Après avoir tourné vaguement autour du stand et saisit brièvement un prospectus, un homme dans la trentaine, visiblement éméché, s’éloigne en faisant la moue. Jean, qui est venu de Montpellier pour le week-end, assure ne pas se faire d’illusions : “Franchement, ça sert à rien ce qu’ils font, les gens sont trop cons. Les jeunes de nos jours savent plus prendre leurs responsabilités. Moi, j’ai 36 ans, à un moment ou à un autre, je gère. Par exemple, là j’ai bu, je reprends la bagnole après. Bon, j’ai deux kilomètres à faire et je ramène mes potes. Je leur ai dit, si jamais je me sens pas capable je prends pas le volant.” Il ne précise pas quelle autre option est envisagée dans ce cas de figure.
Quant à sa consommation de stupéfiants, pour ce vétéran qui assure pourtant avoir un peu tout pris, ça reste aléatoire : “C’est au petit bonheur la chance, je sais qu’il y a des risques mais j’ai bien l’intention de profiter de la vie.” Il reprend au sujet de PBLN : “Et puis pour ce qu’ils font, on n’est pas au meilleur endroit. Ici, tu vois tout de suite : les drogues sont de bonne qualité. A 18 balles l’entrée, ça sélectionne. Tu ajoutes une bouteille d’alcool, un peu de coke et un ou deux paras [des cristaux de MDMA dans un papier, à avaler dans un verre, ndlr], tu montes tout de suite à cinquante euros la nuit. Tout le monde peut pas se le permettre.”
Consommation “chaotique”
En entendant cela, Claudia fait la moue. Selon son expérience l’équation est beaucoup moins simple que ça. Le prix élevé d’une soirée n’implique “pas forcément une meilleure qualité des substances consommées“, ni moins d’incidents. Une came de trop bonne qualité, avec un dosage trop fort, peut être vecteur de surdoses. Par ailleurs, la majorité des problèmes rencontrés provient surtout de l’inexpérience des très jeunes usagers, qui ont une consommation “chaotique” et n’hésitent pas à mélanger les substances. Et là, effectivement, ce n’est pas le cas ce soir.

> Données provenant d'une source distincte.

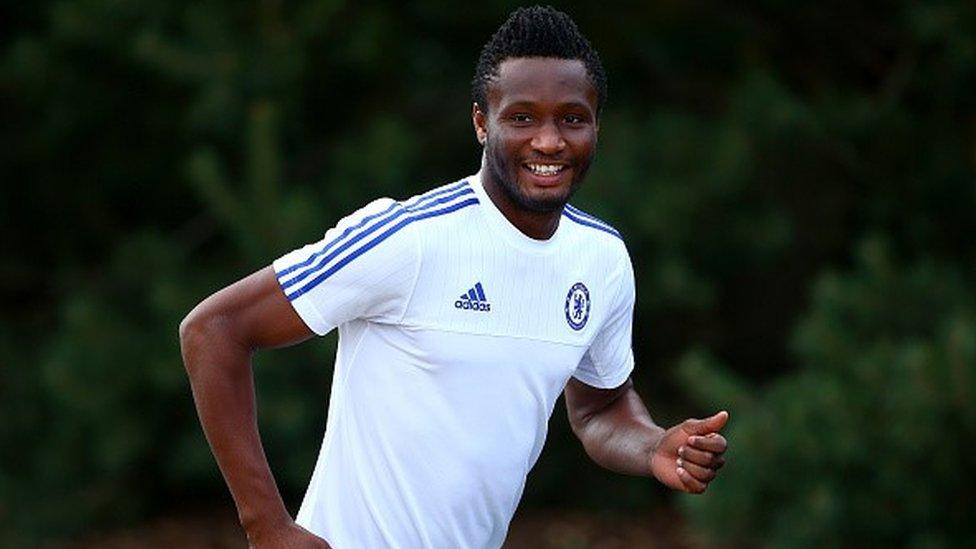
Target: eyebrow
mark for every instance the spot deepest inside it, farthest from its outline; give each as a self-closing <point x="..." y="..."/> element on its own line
<point x="524" y="103"/>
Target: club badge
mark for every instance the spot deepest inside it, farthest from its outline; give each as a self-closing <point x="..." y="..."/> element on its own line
<point x="577" y="306"/>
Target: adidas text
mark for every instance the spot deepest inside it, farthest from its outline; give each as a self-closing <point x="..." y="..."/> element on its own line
<point x="467" y="304"/>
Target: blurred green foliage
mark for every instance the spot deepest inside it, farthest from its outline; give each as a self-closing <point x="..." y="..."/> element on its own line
<point x="795" y="182"/>
<point x="866" y="442"/>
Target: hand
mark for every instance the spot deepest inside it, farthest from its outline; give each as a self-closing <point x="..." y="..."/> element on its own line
<point x="288" y="536"/>
<point x="689" y="454"/>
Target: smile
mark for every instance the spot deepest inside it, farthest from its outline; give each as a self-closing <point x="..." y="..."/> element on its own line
<point x="545" y="169"/>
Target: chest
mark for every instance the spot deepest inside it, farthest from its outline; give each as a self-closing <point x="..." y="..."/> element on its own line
<point x="483" y="287"/>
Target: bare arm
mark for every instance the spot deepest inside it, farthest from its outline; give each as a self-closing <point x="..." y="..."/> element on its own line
<point x="217" y="339"/>
<point x="618" y="433"/>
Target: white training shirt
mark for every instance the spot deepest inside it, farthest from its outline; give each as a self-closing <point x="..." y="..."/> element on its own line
<point x="457" y="333"/>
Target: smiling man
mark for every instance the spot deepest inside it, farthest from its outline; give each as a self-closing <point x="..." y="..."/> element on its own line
<point x="463" y="313"/>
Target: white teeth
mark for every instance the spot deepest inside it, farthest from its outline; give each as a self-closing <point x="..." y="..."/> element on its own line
<point x="545" y="169"/>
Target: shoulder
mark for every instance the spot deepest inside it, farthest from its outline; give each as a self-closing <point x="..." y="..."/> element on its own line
<point x="595" y="230"/>
<point x="386" y="216"/>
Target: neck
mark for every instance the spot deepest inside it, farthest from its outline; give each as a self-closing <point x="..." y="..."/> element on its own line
<point x="536" y="225"/>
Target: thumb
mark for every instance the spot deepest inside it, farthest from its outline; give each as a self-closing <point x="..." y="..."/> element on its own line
<point x="707" y="425"/>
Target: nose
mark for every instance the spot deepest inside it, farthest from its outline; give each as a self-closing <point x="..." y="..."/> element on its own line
<point x="548" y="140"/>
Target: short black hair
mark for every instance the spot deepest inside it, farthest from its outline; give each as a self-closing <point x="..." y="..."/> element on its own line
<point x="537" y="31"/>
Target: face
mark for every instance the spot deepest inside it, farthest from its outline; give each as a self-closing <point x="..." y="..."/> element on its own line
<point x="539" y="132"/>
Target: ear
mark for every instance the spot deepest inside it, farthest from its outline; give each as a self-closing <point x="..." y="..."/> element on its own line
<point x="480" y="121"/>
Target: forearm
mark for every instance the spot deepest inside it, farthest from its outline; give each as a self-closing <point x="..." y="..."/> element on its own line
<point x="621" y="435"/>
<point x="220" y="375"/>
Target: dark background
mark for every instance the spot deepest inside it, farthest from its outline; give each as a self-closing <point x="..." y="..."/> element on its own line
<point x="795" y="182"/>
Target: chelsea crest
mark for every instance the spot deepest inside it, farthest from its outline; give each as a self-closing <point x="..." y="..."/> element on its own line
<point x="577" y="306"/>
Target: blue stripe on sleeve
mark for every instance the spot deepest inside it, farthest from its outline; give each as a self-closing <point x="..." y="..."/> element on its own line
<point x="584" y="215"/>
<point x="587" y="223"/>
<point x="308" y="261"/>
<point x="429" y="202"/>
<point x="324" y="275"/>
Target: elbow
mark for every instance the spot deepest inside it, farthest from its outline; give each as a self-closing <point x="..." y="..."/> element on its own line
<point x="200" y="329"/>
<point x="191" y="332"/>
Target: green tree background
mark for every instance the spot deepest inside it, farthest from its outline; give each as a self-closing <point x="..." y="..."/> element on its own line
<point x="795" y="181"/>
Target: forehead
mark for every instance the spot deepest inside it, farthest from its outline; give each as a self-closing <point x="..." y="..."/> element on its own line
<point x="541" y="80"/>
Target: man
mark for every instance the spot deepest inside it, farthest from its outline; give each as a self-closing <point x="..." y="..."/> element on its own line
<point x="463" y="313"/>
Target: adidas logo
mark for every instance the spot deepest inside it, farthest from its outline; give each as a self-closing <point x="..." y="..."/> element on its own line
<point x="474" y="300"/>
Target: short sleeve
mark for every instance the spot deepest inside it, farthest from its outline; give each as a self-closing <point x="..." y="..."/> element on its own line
<point x="609" y="360"/>
<point x="364" y="268"/>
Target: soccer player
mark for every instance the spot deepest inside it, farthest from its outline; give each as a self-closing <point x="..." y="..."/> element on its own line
<point x="462" y="313"/>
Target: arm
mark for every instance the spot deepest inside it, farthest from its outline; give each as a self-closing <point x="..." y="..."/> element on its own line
<point x="618" y="433"/>
<point x="217" y="339"/>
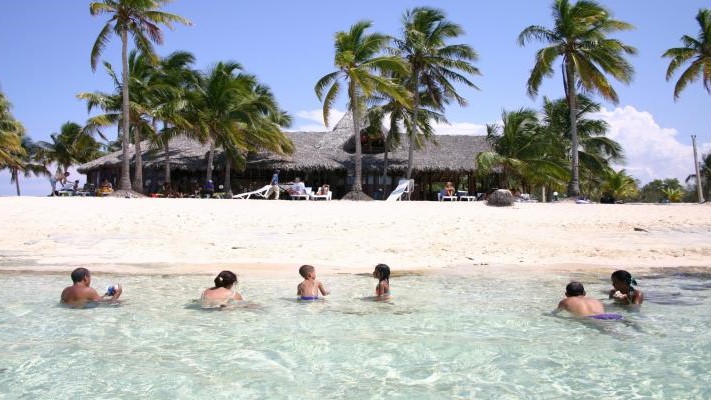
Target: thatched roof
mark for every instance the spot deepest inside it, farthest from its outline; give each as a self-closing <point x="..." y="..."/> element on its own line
<point x="313" y="151"/>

Les bénévoles ont beaucoup parlé, Claudia a le sentiment d’avoir fait le tour de la petite foule pour cette nuit, et envisage de plier bagages un peu avant la fin. Elle rentre alors dans la salle de concert, pour la première fois de la soirée. Les baffles crachent toujours des basses assourdissantes. Au fond de la piste de danse, deux jeunes dansent dos à dos, un large sourire aux lèvres.